A 71-year-old man has been diagnosed with both Lambert-Eaton myasthenic syndrome (LEMS) and thymic small cell cancer in a rare case study linking the two conditions.
The study, titled “Thymic small cell carcinoma associated with Lambert–Eaton myasthenic syndrome,” appeared in The Annals of Thoracic Surgery.
Thymic small cell cancer is an extremely rare type of tumor that develops in the thymus, which is a specialized organ of the immune system that sits on top of the heart. The thymus is also where T cells mature.
LEMS has been linked to small cell lung carcinoma, but it is rarely associated with thymic small cell cancer. In fact, a Japanese team of investigators says no reports have been published about this association — that is, until their study.
These researchers described the case of 71-year-old man with a previous smoking history who had been referred to their hospital for a tumor in his mediastinum — the body cavity that separates the lungs from its surrounding organs. The man also complained of fatigue, drooping eyelids (ptosis), and gait disturbances for two months.
Imaging tests revealed a 2.7-cm mediastinal tumor at the front of his chest that had not spread to surrounding tissues. Further assessment showed the patient had below normal or absent reflexes, abnormal gait, trouble swallowing, and muscle weakness, which are all characteristic of myasthenia gravis. Laboratory analysis indicated LEMS and thymoma.

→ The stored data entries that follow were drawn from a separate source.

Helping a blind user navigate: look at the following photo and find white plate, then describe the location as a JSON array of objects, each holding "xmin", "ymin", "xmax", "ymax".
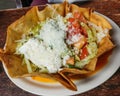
[{"xmin": 3, "ymin": 13, "xmax": 120, "ymax": 96}]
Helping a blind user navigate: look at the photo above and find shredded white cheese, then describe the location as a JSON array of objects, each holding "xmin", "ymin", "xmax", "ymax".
[
  {"xmin": 18, "ymin": 15, "xmax": 69, "ymax": 73},
  {"xmin": 88, "ymin": 21, "xmax": 109, "ymax": 43},
  {"xmin": 63, "ymin": 55, "xmax": 70, "ymax": 65}
]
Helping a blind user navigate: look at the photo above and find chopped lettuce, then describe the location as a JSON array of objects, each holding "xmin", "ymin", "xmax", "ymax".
[
  {"xmin": 75, "ymin": 42, "xmax": 97, "ymax": 68},
  {"xmin": 87, "ymin": 28, "xmax": 97, "ymax": 43},
  {"xmin": 24, "ymin": 58, "xmax": 32, "ymax": 73},
  {"xmin": 23, "ymin": 57, "xmax": 48, "ymax": 73}
]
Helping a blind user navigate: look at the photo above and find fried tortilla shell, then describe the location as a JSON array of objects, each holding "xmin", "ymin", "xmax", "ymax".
[{"xmin": 0, "ymin": 2, "xmax": 114, "ymax": 91}]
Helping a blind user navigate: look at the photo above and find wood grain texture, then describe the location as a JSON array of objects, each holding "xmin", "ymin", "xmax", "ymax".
[{"xmin": 0, "ymin": 0, "xmax": 120, "ymax": 96}]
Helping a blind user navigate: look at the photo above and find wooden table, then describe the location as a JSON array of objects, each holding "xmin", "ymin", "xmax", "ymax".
[{"xmin": 0, "ymin": 0, "xmax": 120, "ymax": 96}]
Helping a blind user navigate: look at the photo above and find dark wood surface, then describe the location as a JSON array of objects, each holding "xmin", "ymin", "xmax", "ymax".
[{"xmin": 0, "ymin": 0, "xmax": 120, "ymax": 96}]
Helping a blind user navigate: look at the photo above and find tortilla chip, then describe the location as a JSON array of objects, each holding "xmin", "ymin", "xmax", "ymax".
[
  {"xmin": 90, "ymin": 13, "xmax": 112, "ymax": 29},
  {"xmin": 56, "ymin": 72, "xmax": 77, "ymax": 91},
  {"xmin": 59, "ymin": 68, "xmax": 90, "ymax": 74},
  {"xmin": 84, "ymin": 58, "xmax": 98, "ymax": 71},
  {"xmin": 37, "ymin": 3, "xmax": 66, "ymax": 21},
  {"xmin": 69, "ymin": 4, "xmax": 92, "ymax": 20},
  {"xmin": 2, "ymin": 54, "xmax": 28, "ymax": 77},
  {"xmin": 97, "ymin": 37, "xmax": 115, "ymax": 57}
]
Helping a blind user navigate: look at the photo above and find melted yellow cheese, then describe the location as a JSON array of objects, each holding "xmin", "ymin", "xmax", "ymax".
[{"xmin": 32, "ymin": 76, "xmax": 57, "ymax": 83}]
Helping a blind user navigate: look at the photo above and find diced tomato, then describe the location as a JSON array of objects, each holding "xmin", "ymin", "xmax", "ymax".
[
  {"xmin": 79, "ymin": 15, "xmax": 87, "ymax": 23},
  {"xmin": 68, "ymin": 18, "xmax": 75, "ymax": 23},
  {"xmin": 74, "ymin": 36, "xmax": 86, "ymax": 49},
  {"xmin": 66, "ymin": 57, "xmax": 74, "ymax": 65},
  {"xmin": 67, "ymin": 25, "xmax": 72, "ymax": 30},
  {"xmin": 66, "ymin": 12, "xmax": 88, "ymax": 44},
  {"xmin": 72, "ymin": 21, "xmax": 80, "ymax": 28},
  {"xmin": 81, "ymin": 27, "xmax": 88, "ymax": 37},
  {"xmin": 73, "ymin": 30, "xmax": 80, "ymax": 35},
  {"xmin": 67, "ymin": 28, "xmax": 80, "ymax": 38},
  {"xmin": 74, "ymin": 12, "xmax": 80, "ymax": 19},
  {"xmin": 80, "ymin": 46, "xmax": 89, "ymax": 60},
  {"xmin": 73, "ymin": 11, "xmax": 87, "ymax": 23}
]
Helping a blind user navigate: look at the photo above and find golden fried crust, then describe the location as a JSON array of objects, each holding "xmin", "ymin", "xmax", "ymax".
[
  {"xmin": 37, "ymin": 3, "xmax": 65, "ymax": 21},
  {"xmin": 84, "ymin": 58, "xmax": 98, "ymax": 71},
  {"xmin": 59, "ymin": 68, "xmax": 91, "ymax": 74},
  {"xmin": 97, "ymin": 37, "xmax": 115, "ymax": 57},
  {"xmin": 56, "ymin": 71, "xmax": 77, "ymax": 91},
  {"xmin": 69, "ymin": 4, "xmax": 92, "ymax": 20},
  {"xmin": 90, "ymin": 13, "xmax": 112, "ymax": 29}
]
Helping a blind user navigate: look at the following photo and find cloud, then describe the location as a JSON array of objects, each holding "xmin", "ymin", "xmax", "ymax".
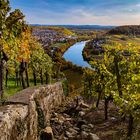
[
  {"xmin": 136, "ymin": 3, "xmax": 140, "ymax": 7},
  {"xmin": 26, "ymin": 6, "xmax": 140, "ymax": 26},
  {"xmin": 11, "ymin": 0, "xmax": 140, "ymax": 25}
]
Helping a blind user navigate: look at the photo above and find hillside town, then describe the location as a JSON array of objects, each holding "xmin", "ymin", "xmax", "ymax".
[{"xmin": 32, "ymin": 28, "xmax": 77, "ymax": 49}]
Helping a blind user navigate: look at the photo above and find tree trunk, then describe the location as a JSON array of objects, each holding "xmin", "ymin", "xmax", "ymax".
[
  {"xmin": 96, "ymin": 74, "xmax": 104, "ymax": 108},
  {"xmin": 45, "ymin": 72, "xmax": 49, "ymax": 84},
  {"xmin": 20, "ymin": 71, "xmax": 25, "ymax": 89},
  {"xmin": 33, "ymin": 70, "xmax": 37, "ymax": 86},
  {"xmin": 25, "ymin": 69, "xmax": 29, "ymax": 87},
  {"xmin": 114, "ymin": 56, "xmax": 122, "ymax": 97},
  {"xmin": 0, "ymin": 49, "xmax": 9, "ymax": 98},
  {"xmin": 15, "ymin": 70, "xmax": 19, "ymax": 86},
  {"xmin": 96, "ymin": 91, "xmax": 102, "ymax": 108},
  {"xmin": 104, "ymin": 98, "xmax": 109, "ymax": 120},
  {"xmin": 25, "ymin": 63, "xmax": 29, "ymax": 87},
  {"xmin": 0, "ymin": 60, "xmax": 4, "ymax": 98},
  {"xmin": 89, "ymin": 81, "xmax": 92, "ymax": 97},
  {"xmin": 20, "ymin": 61, "xmax": 26, "ymax": 89},
  {"xmin": 19, "ymin": 71, "xmax": 22, "ymax": 86},
  {"xmin": 40, "ymin": 69, "xmax": 43, "ymax": 85},
  {"xmin": 127, "ymin": 114, "xmax": 133, "ymax": 138},
  {"xmin": 5, "ymin": 68, "xmax": 8, "ymax": 88}
]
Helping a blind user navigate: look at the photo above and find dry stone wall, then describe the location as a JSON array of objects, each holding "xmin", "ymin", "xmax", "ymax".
[{"xmin": 0, "ymin": 82, "xmax": 64, "ymax": 140}]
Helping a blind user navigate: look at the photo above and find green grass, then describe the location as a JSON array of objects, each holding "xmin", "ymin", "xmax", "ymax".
[
  {"xmin": 2, "ymin": 71, "xmax": 82, "ymax": 97},
  {"xmin": 4, "ymin": 79, "xmax": 42, "ymax": 97},
  {"xmin": 2, "ymin": 69, "xmax": 83, "ymax": 97},
  {"xmin": 4, "ymin": 80, "xmax": 22, "ymax": 97}
]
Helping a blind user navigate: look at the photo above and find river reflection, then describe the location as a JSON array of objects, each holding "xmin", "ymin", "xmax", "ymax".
[{"xmin": 63, "ymin": 41, "xmax": 91, "ymax": 68}]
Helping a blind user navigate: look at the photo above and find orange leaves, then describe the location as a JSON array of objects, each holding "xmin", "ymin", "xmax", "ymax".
[
  {"xmin": 17, "ymin": 56, "xmax": 29, "ymax": 63},
  {"xmin": 16, "ymin": 29, "xmax": 31, "ymax": 62},
  {"xmin": 17, "ymin": 41, "xmax": 30, "ymax": 63},
  {"xmin": 16, "ymin": 56, "xmax": 22, "ymax": 62}
]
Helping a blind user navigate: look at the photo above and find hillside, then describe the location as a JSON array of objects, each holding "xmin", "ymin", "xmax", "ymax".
[
  {"xmin": 31, "ymin": 24, "xmax": 116, "ymax": 30},
  {"xmin": 108, "ymin": 25, "xmax": 140, "ymax": 35}
]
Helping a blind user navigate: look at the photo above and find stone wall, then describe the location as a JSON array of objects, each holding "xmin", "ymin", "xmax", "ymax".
[{"xmin": 0, "ymin": 82, "xmax": 64, "ymax": 140}]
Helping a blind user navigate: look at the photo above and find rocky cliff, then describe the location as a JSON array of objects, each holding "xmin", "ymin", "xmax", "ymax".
[{"xmin": 0, "ymin": 82, "xmax": 64, "ymax": 140}]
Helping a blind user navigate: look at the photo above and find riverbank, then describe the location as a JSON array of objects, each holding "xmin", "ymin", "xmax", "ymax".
[
  {"xmin": 82, "ymin": 33, "xmax": 140, "ymax": 63},
  {"xmin": 52, "ymin": 40, "xmax": 88, "ymax": 90},
  {"xmin": 82, "ymin": 38, "xmax": 105, "ymax": 63}
]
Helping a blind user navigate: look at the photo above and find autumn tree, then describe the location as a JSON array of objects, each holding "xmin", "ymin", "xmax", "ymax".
[
  {"xmin": 0, "ymin": 0, "xmax": 26, "ymax": 97},
  {"xmin": 29, "ymin": 37, "xmax": 52, "ymax": 86}
]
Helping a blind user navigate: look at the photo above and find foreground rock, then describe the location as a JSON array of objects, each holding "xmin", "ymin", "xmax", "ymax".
[
  {"xmin": 50, "ymin": 96, "xmax": 100, "ymax": 140},
  {"xmin": 88, "ymin": 133, "xmax": 100, "ymax": 140},
  {"xmin": 40, "ymin": 127, "xmax": 54, "ymax": 140}
]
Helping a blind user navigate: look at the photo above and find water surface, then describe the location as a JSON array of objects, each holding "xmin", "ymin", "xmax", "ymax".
[{"xmin": 63, "ymin": 41, "xmax": 91, "ymax": 68}]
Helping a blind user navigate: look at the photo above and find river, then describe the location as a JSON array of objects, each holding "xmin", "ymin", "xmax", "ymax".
[{"xmin": 63, "ymin": 41, "xmax": 91, "ymax": 68}]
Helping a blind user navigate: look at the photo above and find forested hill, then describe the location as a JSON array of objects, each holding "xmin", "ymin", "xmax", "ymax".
[
  {"xmin": 31, "ymin": 24, "xmax": 115, "ymax": 30},
  {"xmin": 108, "ymin": 25, "xmax": 140, "ymax": 35}
]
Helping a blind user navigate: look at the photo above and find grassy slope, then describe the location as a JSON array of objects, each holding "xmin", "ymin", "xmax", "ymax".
[
  {"xmin": 104, "ymin": 34, "xmax": 140, "ymax": 48},
  {"xmin": 84, "ymin": 34, "xmax": 140, "ymax": 61},
  {"xmin": 3, "ymin": 69, "xmax": 83, "ymax": 97},
  {"xmin": 4, "ymin": 80, "xmax": 22, "ymax": 97},
  {"xmin": 4, "ymin": 79, "xmax": 43, "ymax": 97}
]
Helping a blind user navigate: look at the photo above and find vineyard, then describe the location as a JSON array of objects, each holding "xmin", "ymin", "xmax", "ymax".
[
  {"xmin": 0, "ymin": 0, "xmax": 140, "ymax": 140},
  {"xmin": 0, "ymin": 0, "xmax": 52, "ymax": 98},
  {"xmin": 82, "ymin": 30, "xmax": 140, "ymax": 139},
  {"xmin": 0, "ymin": 0, "xmax": 92, "ymax": 98}
]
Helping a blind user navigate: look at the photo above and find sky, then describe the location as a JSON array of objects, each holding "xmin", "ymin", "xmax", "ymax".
[{"xmin": 11, "ymin": 0, "xmax": 140, "ymax": 25}]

Results of electromyography (a test that evaluates the condition of muscles and the nerve cells that innervate them) were consistent with the autoimmune disorder.

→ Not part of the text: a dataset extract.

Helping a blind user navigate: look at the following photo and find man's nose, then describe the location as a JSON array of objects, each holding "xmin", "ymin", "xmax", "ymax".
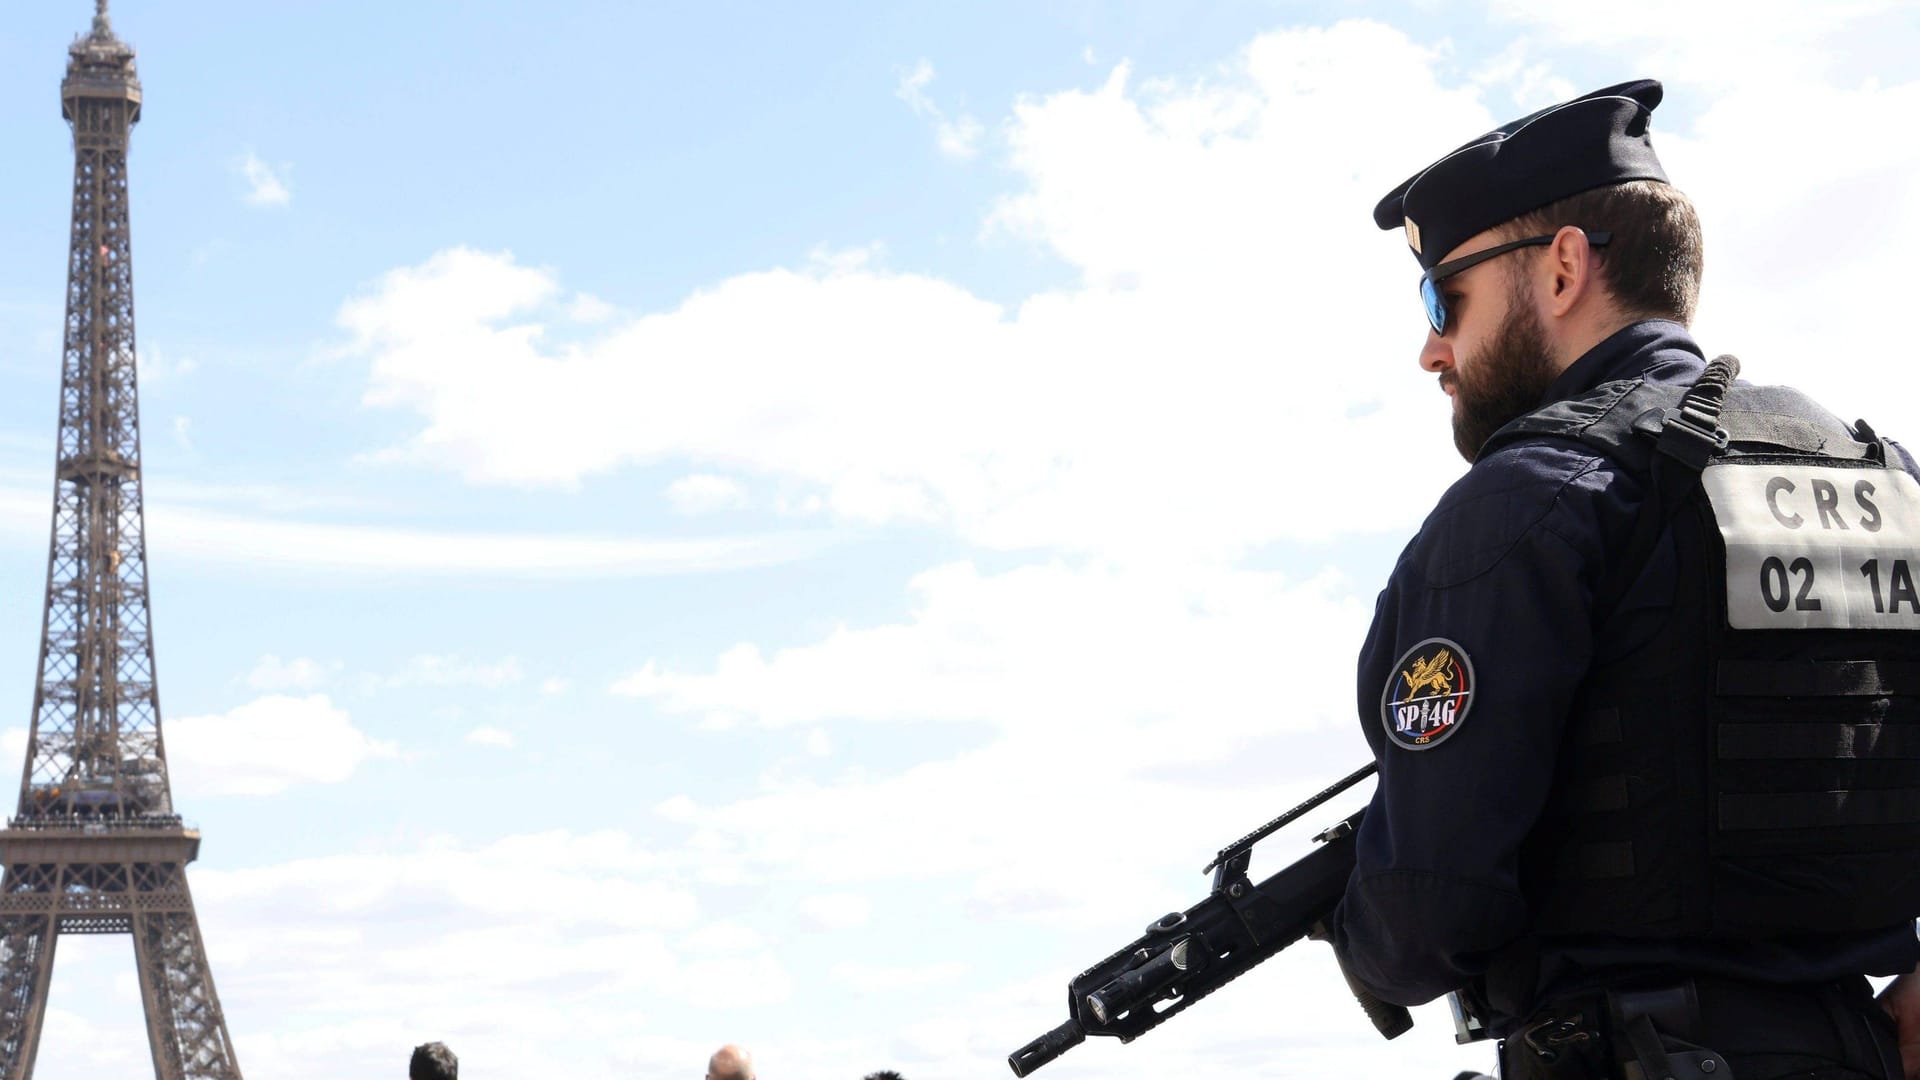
[{"xmin": 1419, "ymin": 330, "xmax": 1453, "ymax": 374}]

Based on their findings, doctors made a diagnosis of thymoma (meaning a tumor originating from the epithelial cells of the thymus) associated with Lambert-Eaton myasthenic syndrome. The diagnosis was made without resorting to a biopsy.
The 4.5-cm tumor was removed by performing a vertical line incision along the sternum or breastbone. Doctors confirmed the abnormal growth hadn’t spread to surrounding organs.

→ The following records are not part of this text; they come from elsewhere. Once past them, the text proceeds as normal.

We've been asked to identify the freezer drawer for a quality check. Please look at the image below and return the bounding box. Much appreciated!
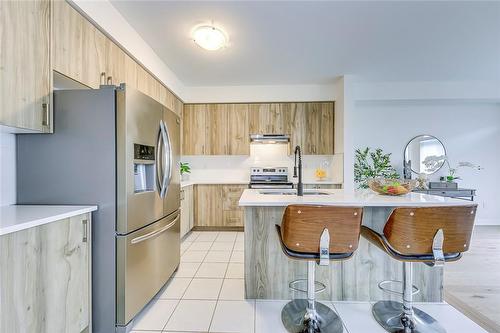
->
[116,211,180,326]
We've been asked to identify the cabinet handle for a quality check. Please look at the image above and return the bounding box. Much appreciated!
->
[100,72,106,85]
[82,219,88,243]
[42,103,49,127]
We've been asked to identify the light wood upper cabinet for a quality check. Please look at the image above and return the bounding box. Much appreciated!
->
[227,104,250,155]
[304,102,334,155]
[206,104,228,155]
[248,103,270,134]
[0,0,52,132]
[183,104,207,155]
[183,102,334,155]
[285,103,306,151]
[53,0,106,89]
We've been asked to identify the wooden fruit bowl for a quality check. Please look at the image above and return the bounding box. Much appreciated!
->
[368,178,415,196]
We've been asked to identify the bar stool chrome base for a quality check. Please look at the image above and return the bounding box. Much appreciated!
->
[281,299,343,333]
[372,301,446,333]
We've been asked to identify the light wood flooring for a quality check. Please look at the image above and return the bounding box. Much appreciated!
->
[445,226,500,333]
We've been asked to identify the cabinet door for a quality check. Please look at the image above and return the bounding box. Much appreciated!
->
[182,104,206,155]
[222,185,246,227]
[304,102,334,155]
[124,54,138,88]
[194,185,222,227]
[105,39,126,86]
[206,104,228,155]
[0,213,90,332]
[317,102,334,154]
[227,104,249,155]
[268,103,287,134]
[248,103,269,135]
[285,103,306,151]
[304,103,322,154]
[52,0,106,89]
[0,0,51,132]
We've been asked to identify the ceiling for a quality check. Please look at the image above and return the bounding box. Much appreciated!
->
[110,1,500,87]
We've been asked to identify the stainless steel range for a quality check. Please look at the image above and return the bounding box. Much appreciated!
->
[249,167,293,189]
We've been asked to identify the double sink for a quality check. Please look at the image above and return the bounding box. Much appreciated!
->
[259,189,331,196]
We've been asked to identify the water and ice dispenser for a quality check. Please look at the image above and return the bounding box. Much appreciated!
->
[133,143,155,193]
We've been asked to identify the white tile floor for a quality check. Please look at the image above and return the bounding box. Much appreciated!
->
[131,231,487,333]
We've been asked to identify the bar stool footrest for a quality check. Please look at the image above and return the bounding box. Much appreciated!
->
[289,279,326,294]
[378,279,419,297]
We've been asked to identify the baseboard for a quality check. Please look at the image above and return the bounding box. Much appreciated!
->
[475,218,499,225]
[192,226,244,232]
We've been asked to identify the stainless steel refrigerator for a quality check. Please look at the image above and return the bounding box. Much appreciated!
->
[17,84,181,333]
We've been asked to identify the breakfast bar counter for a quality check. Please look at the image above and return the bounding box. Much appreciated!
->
[239,189,473,302]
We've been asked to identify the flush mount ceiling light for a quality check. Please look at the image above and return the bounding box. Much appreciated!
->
[192,25,228,51]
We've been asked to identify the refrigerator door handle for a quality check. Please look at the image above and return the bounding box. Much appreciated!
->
[159,120,171,198]
[130,214,179,245]
[156,123,164,195]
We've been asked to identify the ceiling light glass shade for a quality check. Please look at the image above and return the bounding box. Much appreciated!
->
[192,25,227,51]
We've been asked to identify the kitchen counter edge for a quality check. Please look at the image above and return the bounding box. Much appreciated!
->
[0,205,98,236]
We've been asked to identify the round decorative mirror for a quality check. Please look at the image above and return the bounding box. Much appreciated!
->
[404,135,446,175]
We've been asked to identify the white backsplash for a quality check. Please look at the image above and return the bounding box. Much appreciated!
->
[181,144,343,184]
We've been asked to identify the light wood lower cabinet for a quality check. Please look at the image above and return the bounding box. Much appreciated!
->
[0,213,91,333]
[194,185,246,229]
[180,185,194,238]
[0,0,52,132]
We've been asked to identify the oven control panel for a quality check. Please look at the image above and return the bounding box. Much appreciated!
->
[250,167,288,175]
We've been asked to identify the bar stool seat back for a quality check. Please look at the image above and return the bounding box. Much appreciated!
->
[281,205,364,255]
[383,206,476,256]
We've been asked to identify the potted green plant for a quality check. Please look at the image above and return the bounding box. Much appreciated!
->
[180,162,191,181]
[354,147,399,189]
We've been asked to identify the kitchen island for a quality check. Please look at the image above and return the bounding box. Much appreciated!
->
[239,189,472,302]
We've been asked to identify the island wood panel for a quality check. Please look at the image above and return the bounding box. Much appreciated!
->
[194,185,223,227]
[183,104,207,155]
[0,0,52,132]
[206,104,228,155]
[227,104,250,155]
[244,206,442,302]
[244,206,343,301]
[0,213,91,333]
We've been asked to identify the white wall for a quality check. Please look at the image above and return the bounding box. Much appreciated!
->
[0,133,16,206]
[349,100,500,224]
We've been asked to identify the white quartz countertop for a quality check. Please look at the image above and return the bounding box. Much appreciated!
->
[239,189,473,207]
[0,205,98,236]
[181,179,342,188]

Further tissue and chemical analyses were compatible with the finding of very rare thymic small cell carcinoma.
A few reports indicated that the symptoms of LEMS-associated thymoma are eased after treatment, including surgery, but in this case, the patient’s symptoms did not improve following tumor removal, and he developed aspiration pneumonia three days after surgery.
Five days thereafter, anticholinesterase treatment (which improves muscle function) was administered, and the patient’s symptoms were alleviated. The man did not receive chemotherapy post-surgery, since the tumor appeared to have been totally resected.
“He remains in good health without any recurrence or progression of symptoms one year after surgery,” the authors wrote. “Additional cases are needed to clarify the clinicopathological [disease causing] features of thymic small cell carcinoma associated with LEMS.”